Assumption 1. You are only interested in the data in the p (paragraph) element and that you are using NSXMLParser.
Assumption 2. You want to keep any element inside of p intact.
The strategy that you want to use is to create a state machine for your parser so that it knows when it needs to save data and when to ignore data as it is received.

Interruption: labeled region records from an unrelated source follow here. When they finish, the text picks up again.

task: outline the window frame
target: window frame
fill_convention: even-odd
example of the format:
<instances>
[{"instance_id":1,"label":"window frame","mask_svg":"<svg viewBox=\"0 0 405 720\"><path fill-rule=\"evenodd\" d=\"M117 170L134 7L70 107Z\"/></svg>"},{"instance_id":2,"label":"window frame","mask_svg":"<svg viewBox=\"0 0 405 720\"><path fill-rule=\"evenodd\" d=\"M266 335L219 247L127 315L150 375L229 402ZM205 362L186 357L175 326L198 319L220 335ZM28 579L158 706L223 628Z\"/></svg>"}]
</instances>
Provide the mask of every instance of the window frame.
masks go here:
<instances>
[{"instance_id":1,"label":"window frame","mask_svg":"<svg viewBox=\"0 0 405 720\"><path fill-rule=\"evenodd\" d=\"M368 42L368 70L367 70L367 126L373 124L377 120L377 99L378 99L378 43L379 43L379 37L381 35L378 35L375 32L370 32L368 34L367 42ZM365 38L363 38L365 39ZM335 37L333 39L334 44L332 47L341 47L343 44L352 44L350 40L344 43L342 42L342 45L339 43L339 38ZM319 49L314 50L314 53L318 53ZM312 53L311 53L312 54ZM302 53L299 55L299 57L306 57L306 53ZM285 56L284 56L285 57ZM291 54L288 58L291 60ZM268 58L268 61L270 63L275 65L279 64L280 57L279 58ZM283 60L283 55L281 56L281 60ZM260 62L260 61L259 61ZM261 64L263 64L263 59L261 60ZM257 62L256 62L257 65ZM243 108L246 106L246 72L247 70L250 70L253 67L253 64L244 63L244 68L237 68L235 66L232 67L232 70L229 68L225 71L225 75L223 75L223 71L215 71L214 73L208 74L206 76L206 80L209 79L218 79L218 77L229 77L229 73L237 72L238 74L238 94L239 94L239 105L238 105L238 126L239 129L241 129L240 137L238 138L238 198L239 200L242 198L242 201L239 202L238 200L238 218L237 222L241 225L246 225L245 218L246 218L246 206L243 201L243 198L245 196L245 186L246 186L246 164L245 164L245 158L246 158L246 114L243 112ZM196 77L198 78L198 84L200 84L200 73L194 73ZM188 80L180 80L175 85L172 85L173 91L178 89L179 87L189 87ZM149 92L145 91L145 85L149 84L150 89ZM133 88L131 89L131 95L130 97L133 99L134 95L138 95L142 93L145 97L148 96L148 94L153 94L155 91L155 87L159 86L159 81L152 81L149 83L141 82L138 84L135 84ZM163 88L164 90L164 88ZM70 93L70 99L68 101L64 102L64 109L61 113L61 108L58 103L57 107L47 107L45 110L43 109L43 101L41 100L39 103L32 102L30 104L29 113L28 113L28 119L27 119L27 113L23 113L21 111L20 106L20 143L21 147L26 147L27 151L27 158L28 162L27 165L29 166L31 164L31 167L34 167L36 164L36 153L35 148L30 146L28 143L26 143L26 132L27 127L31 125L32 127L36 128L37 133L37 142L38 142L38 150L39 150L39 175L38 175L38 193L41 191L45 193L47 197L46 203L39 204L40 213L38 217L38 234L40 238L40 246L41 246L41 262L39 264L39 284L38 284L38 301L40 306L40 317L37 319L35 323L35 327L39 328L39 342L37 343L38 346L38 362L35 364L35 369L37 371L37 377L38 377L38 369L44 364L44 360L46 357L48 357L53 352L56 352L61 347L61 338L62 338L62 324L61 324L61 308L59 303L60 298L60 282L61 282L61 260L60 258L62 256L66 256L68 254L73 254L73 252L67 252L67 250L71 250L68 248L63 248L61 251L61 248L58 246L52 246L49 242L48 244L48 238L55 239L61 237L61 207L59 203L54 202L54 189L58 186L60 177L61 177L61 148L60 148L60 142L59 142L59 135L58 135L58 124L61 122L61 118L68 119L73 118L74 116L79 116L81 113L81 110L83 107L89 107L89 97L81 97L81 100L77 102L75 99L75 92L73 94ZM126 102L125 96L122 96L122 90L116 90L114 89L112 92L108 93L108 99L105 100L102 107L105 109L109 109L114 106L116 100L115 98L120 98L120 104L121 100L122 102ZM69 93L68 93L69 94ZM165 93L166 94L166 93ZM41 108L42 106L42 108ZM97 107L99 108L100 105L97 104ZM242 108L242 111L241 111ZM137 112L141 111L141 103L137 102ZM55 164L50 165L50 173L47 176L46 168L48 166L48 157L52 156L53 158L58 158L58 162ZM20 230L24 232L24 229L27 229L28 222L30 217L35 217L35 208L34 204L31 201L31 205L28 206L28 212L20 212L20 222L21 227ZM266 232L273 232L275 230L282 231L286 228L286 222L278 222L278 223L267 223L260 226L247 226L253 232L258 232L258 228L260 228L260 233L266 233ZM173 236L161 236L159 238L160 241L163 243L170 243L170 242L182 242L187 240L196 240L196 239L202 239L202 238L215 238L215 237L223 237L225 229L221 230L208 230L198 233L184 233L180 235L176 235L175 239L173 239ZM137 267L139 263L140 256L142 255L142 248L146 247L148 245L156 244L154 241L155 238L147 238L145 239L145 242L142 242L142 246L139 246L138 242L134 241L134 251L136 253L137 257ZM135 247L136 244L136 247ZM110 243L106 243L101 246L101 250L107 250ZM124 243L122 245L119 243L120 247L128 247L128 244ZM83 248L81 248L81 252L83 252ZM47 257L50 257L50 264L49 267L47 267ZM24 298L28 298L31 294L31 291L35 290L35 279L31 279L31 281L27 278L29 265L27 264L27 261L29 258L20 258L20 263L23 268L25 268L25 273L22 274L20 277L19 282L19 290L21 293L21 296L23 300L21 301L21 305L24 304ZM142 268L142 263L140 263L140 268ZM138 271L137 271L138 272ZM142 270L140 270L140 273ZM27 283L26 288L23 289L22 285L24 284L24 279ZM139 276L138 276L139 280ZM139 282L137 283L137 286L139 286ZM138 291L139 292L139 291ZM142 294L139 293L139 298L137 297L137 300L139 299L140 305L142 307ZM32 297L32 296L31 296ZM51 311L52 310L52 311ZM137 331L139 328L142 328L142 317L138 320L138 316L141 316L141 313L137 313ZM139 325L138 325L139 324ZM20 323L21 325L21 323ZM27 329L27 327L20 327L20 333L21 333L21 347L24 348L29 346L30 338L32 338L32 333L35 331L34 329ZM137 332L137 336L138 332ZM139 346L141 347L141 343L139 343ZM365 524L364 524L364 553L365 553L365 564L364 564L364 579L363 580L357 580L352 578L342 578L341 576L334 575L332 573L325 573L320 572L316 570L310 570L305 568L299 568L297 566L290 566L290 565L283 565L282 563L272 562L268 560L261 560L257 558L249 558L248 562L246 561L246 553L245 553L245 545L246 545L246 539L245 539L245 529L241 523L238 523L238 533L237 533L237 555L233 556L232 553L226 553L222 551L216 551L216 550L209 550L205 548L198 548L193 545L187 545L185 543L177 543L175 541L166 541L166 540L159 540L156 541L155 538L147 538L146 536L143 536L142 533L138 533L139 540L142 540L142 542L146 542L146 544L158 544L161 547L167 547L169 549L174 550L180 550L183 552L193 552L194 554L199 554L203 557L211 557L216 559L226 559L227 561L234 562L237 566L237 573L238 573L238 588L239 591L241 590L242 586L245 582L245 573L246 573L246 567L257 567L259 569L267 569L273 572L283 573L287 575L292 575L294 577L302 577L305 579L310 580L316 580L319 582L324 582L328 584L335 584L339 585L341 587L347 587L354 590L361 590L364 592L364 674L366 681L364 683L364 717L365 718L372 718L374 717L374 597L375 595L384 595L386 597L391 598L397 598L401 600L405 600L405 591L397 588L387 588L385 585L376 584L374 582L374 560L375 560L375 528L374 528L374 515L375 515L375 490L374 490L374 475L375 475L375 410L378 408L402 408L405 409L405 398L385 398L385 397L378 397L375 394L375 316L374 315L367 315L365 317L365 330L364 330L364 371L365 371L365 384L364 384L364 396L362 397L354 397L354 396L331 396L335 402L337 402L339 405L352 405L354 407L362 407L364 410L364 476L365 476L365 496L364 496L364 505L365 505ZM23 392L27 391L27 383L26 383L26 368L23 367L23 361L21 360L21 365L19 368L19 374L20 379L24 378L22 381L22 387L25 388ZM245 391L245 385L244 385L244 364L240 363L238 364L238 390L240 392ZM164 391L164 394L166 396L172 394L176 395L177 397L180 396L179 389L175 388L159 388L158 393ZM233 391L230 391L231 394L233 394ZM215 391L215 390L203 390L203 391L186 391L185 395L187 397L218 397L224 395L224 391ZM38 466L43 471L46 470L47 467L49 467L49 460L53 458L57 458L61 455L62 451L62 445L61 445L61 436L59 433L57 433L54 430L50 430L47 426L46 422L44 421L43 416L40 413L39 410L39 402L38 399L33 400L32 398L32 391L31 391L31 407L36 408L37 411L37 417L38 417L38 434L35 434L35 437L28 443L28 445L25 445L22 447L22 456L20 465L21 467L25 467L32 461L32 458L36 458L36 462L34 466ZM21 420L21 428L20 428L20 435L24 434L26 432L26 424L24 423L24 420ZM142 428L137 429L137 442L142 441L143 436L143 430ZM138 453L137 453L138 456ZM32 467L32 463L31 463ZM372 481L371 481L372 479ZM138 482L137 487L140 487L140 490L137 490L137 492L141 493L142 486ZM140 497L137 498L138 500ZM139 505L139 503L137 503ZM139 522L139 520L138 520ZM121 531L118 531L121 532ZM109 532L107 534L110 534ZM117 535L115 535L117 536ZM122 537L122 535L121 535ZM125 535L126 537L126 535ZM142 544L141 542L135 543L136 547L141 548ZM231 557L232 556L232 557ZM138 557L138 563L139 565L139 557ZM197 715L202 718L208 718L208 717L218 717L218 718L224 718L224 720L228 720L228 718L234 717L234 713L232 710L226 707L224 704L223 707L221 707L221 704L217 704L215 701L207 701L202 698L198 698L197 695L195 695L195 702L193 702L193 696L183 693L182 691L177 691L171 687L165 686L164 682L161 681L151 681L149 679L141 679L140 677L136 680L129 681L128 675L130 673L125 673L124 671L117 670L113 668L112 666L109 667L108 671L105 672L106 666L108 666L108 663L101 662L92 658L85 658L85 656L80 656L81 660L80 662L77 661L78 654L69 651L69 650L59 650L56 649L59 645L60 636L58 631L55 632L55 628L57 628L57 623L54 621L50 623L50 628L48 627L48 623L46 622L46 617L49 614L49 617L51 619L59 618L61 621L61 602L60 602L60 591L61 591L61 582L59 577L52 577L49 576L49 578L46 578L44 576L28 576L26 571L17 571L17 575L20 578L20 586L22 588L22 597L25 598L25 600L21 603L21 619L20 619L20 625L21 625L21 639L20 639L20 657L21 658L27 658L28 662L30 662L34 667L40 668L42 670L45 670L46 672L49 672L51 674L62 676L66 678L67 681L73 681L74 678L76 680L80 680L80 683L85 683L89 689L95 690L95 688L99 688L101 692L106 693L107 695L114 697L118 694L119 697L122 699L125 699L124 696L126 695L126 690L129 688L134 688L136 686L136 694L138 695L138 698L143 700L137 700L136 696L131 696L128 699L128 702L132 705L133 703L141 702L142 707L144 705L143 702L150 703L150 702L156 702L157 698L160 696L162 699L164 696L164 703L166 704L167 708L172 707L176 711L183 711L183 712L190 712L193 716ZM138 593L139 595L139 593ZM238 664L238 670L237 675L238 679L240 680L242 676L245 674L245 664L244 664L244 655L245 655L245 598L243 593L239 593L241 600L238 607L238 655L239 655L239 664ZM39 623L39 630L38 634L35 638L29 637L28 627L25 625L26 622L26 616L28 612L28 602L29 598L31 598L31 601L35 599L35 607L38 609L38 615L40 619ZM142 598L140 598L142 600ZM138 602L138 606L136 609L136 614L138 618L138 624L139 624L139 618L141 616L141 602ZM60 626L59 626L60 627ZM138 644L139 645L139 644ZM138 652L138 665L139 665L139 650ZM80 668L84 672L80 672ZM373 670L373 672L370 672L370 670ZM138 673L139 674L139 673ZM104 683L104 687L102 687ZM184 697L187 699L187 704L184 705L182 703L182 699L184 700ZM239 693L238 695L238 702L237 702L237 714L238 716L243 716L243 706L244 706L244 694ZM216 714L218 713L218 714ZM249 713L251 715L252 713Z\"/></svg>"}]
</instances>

Set up your NSXMLParser delegate
using the sample code from Apple.
Your delegate will need an ivar BOOL inParagraph
for tracking when data will be retained or discarded. The initial value of inParagaph
is NO
.
When your delegate receives the parser:didStartElement:namespaceURI:qualifiedName:attributes:
message, if ([element isEqual:@"p"])
clear your receivedData
variable and set inParagraph = YES
EDIT: receivedData is an NSMutableString. Fixed the code examples
At this point your parser delegate
wants to save data received.
When the parser delegate
receives the parser:foundCharacters:
message, append the string to receivedData
as in the sample code.
- (void)parser:(NSXMLParser *)parser foundCharacters:(NSString *)string
{
if (inParagraph) [receivedData appendString:string];
}
When the parser encounters the inline element, the delegate will receive the parser:didStartElement:namespaceURI:qualifiedName:attributes:
again. This is when the inParagraph
state variable is important. The parser will not receive the enclosing '<' and '>' characters of an element, so you will have to wrap the elementName
in the '<' and '>' characters and add to receivedData
. Something like
- (void)parser:(NSXMLParser *)parser didStartElement:(NSString *)elementName namespaceURI:(NSString *)namespaceURI qualifiedName:(NSString *)qualifiedName attributes:(NSDictionary *)attributeDict
{ if (inParagraph)
{
NSString *inlineElementName = [NSString stringWithFormat:@"<%@>", elementName];
[receivedData appendString:inlineElementName];
}
....
}
When the parser delegate
receives the parser:didEndElement:namespaceURI:qualifiedName:
message, it checks whether it is in the "p" element, if (inParagraph && ![elementName isEqual:@"p"]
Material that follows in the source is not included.